Los combates y retos evolucionan con jefes que requieren reconocer patrones y adaptar estrategias en lugar de repetir acciones. El juego incluye minijuegos de inspiración retro integrados en la historia, que cambian temporalmente a secuencias de carreras o peleas y rompen la rutina de las plataformas. Los checkpoints y los escudos coleccionables ofrecen margen de error, ya que el título ajusta la dificultad tras varios intentos fallidos. La campaña completa ofrece unas quince horas de desafíos variados en mundos pixelados muy detallados.
Modos de juego
Horace es una experiencia exclusivamente para un jugador centrada en su campaña narrativa. No existen opciones multijugador ni modos competitivos. La estructura combina una historia lineal con exploración no lineal guiada, donde las habilidades desbloqueadas abren caminos nuevos y fomentan volver a zonas ya visitadas. Los minijuegos aparecen como partes integradas que apoyan el progreso principal sin convertirse en modos independientes.
La dificultad se ajusta de forma dinámica según el rendimiento del jugador, manteniendo el foco en completar la aventura del robot en lugar de en la competición externa. Todo el contenido está ligado a la única trama de reunión familiar y crecimiento personal.
Narrativa y mundo
La historia se desarrolla mediante secuencias cinemáticas y narrativa ambiental mientras Horace interactúa con un elenco de personajes peculiares en un mundo marcado por la guerra.

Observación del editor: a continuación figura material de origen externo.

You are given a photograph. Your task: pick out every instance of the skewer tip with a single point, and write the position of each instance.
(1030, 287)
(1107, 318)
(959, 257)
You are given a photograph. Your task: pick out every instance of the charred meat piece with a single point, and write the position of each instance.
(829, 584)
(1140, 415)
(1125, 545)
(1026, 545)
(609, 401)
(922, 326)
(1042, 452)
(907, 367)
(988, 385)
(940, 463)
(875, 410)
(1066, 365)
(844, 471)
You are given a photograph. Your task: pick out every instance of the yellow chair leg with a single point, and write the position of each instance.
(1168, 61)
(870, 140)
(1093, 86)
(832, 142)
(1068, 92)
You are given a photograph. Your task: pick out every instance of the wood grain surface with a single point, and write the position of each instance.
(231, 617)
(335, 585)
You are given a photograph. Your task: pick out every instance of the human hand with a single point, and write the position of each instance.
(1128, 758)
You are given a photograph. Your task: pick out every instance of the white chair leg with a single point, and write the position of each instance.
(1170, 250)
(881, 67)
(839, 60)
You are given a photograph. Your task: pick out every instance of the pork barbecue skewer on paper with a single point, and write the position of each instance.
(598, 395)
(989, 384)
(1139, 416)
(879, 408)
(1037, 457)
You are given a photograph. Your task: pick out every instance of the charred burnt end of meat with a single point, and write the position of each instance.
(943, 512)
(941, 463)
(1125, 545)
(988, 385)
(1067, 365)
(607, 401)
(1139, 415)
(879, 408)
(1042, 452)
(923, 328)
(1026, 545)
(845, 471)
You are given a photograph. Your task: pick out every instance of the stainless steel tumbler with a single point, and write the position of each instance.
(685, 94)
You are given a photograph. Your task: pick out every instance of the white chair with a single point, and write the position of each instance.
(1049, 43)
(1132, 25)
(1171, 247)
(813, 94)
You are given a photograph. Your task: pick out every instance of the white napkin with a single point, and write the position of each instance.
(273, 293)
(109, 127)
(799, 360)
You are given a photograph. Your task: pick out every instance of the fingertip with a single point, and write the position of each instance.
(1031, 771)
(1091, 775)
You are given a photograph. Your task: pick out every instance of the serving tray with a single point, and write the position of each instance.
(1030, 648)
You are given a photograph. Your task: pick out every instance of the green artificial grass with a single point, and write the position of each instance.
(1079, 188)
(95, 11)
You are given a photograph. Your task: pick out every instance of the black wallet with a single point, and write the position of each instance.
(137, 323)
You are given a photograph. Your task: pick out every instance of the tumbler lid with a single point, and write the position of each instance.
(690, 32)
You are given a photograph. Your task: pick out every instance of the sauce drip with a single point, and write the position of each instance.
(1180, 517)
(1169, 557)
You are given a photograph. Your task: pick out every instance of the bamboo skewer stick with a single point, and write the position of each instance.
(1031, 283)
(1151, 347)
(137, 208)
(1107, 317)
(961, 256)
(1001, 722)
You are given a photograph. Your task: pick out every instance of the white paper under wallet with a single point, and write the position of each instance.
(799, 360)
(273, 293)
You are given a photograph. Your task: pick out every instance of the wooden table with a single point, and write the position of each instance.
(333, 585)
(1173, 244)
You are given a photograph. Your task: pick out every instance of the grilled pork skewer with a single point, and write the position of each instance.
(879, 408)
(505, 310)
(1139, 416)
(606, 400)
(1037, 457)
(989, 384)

Los temas de identidad y pertenencia sostienen el núcleo emocional, respaldados por un estilo pixel art que evoca la época dorada del desarrollo británico. Docenas de habitantes únicos pueblan los niveles y contribuyen a que el robot comprenda la vida más allá de su programación inicial.
La exploración revela detalles del escenario a través de coleccionables y secretos ocultos, reforzando la sensación de descubrimiento sin depender de exposiciones externas. Los entornos artesanales mantienen una coherencia visual al tiempo que introducen mecánicas y estéticas nuevas a medida que avanza el viaje.
¿Merece la pena jugarlo?
Horace atrae a quienes buscan plataformas 2D exigentes con un fuerte componente narrativo y variedad mecánica. Su campaña para un solo jugador ofrece una progresión constante a través de plataformas, mejoras de habilidades y minijuegos integrados que mantienen el interés durante varias horas. El diseño premia la perseverancia con una exploración significativa y una variedad de jefes que se aleja de las propuestas habituales del género.
Quienes prefieren acción pura sin énfasis en la historia pueden encontrar el ritmo más lento en las secciones con mucho diálogo, mientras que los aficionados al crecimiento estilo Metroidvania y a los homenajes retro valorarán su profundidad. El título está disponible en PC sin elementos de servicio en vivo, por lo que constituye un paquete completo pensado para partidas dedicadas más que para sesiones repetidas. Las críticas y opiniones positivas destacan su encanto y ejecución como motivos para considerarlo dentro de la categoría de plataformas indie.